Il s'agit d'une carte à puce personnelle, qui contient les informations nécessaires à la prise en charge des soins de santé. Elle est très utile, et quasiment indispensable, pour en permettre le rapide remboursement.

Par ailleurs, cette carte gratuite et strictement confidentielle est valable sur toute l'étendue du territoire. Pour qu'elle soit valide, il faut penser à la remettre à jour de temps en temps, en utilisant, pour ce faire, les bornes que les pharmacies mettent à la disposition de leurs clients.

Une carte à rendre à l'Assurance maladie

Contrairement à ce que l'on pourrait croire, la carte vitale que vous présentez au médecin, lors d'une consultation, ne vous appartient pas. Elle n'était donc pas la propriété du défunt, mais celle de l'Assurance maladie.

C'est en effet ce que mentionne le Code de la Sécurité sociale. Par conséquent, celle-ci l'avait simplement mise à la disposition de la personne décédée. Il est donc naturel de la lui restituer.

La carte peut être expédiée par la poste à la Caisse primaire d'assurance maladie (CPAM) dont relevait le défunt. L'adresse pourra être trouvée sur le compte personnel que le défunt avait peut-être ouvert, en tant qu'assuré social, ou sur le site de l'Assurance maladie. La carte vitale peut être également rapportée à l'un de ses guichets.

Une démarche qui accompagne la déclaration du décès auprès de la CPAM

La restitution de la carte vitale à la CPAM dont dépendait la personne décédée fait partie des démarches à accomplir auprès de cet organisme. En fait, la remise de la carte doit accompagner la déclaration de décès faite auprès de la CPAM.

En effet, il convient, après le décès d'un proche, d'en avertir l'Assurance maladie. Dûment informée, elle pourra mettre à jour le dossier du défunt.

Cette démarche n'a pas seulement pour but d'informer la CPAM. Elle peut aussi vous permettre d'obtenir :

  • Le remboursement de frais de santé du défunt, non encore pris en charge par l'Assurance maladie.
  • Le versement d'un éventuel capital décès. Ce sont les proches du défunt, comme le conjoint ou les enfants qui peuvent prétendre à cette allocation.

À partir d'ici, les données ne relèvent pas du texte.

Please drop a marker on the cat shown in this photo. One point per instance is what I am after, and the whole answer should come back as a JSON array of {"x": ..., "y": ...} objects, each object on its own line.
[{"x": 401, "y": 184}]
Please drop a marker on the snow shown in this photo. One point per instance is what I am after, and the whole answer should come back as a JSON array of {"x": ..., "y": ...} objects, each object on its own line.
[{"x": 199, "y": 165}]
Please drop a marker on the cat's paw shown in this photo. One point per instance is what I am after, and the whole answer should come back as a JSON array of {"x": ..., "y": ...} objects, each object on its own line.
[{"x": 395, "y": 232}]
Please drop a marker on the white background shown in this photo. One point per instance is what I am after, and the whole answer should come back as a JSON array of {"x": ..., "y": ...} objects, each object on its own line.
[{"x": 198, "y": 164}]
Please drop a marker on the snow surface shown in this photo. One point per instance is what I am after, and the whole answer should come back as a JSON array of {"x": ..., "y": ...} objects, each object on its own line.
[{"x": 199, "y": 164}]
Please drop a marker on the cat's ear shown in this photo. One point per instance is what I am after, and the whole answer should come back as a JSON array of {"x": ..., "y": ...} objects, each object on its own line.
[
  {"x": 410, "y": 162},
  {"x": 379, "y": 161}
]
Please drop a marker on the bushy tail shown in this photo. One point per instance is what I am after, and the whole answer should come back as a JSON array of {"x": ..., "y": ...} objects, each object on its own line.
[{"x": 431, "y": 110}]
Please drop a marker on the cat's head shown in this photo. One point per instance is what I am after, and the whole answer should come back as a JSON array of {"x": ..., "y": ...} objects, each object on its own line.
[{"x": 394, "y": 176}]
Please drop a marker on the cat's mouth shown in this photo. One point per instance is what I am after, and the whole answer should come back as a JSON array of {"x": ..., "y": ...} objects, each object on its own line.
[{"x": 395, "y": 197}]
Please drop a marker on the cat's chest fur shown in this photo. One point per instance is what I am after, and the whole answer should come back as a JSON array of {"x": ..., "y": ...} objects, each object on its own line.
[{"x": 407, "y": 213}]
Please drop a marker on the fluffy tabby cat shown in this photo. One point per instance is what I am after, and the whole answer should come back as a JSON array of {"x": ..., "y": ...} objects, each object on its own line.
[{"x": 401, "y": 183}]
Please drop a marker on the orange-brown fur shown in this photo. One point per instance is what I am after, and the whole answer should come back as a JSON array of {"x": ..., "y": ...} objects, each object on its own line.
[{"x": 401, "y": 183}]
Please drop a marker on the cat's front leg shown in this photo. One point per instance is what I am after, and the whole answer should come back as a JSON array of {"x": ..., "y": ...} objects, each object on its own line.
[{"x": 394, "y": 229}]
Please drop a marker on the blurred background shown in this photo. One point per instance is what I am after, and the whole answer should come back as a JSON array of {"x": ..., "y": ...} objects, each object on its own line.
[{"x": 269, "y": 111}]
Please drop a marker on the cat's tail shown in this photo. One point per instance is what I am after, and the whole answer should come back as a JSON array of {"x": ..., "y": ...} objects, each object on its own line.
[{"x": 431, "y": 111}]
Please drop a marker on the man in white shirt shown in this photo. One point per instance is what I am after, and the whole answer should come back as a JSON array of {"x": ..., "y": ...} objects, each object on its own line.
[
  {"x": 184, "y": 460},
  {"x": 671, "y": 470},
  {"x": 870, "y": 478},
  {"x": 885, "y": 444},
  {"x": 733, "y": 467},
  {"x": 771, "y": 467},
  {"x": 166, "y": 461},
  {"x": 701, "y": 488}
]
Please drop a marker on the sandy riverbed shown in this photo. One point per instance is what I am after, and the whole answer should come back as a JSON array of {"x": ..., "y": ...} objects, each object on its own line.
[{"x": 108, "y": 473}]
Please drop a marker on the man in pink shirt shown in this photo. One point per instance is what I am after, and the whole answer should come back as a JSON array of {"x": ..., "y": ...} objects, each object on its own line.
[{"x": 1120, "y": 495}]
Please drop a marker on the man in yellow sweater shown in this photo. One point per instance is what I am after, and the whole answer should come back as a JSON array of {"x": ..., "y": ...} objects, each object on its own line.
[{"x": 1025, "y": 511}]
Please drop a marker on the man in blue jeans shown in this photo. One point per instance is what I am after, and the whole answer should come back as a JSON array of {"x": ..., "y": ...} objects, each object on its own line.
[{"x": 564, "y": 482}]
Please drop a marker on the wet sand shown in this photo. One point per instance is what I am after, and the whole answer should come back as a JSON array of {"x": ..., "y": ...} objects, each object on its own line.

Cette formalité peut s'accomplir au moyen d'une lettre. Elle doit préciser la date et le lieu du décès et indiquer les nom, prénom et adresse du défunt, ainsi que son numéro de Sécurité sociale.

Ce courrier doit être accompagné d'un certain nombre de documents, à savoir :

  • L'original de la carte vitale du défunt.
  • Son acte de décès.

Si vous demandez le versement d'un capital décès, vous devez joindre en plus :

  • Un formulaire spécifique, dûment rempli.
  • Les trois derniers bulletins de salaire du défunt, s'il était encore en activité.
  • Un relevé d'identité bancaire (RIB), qui permettra le versement de la somme demandée sur votre compte en banque.
  • Un livret de famille, ou un autre document officiel, prouvant votre lien de parenté avec le défunt.
Laurene Renaud

Titulaire d'un master en Economie et passionnée de sciences sociales, je me fais aujourd'hui un plaisir de vous informer et vous conseiller sur tous les sujets touchant aux retraites : pension, conseils, investissements, ...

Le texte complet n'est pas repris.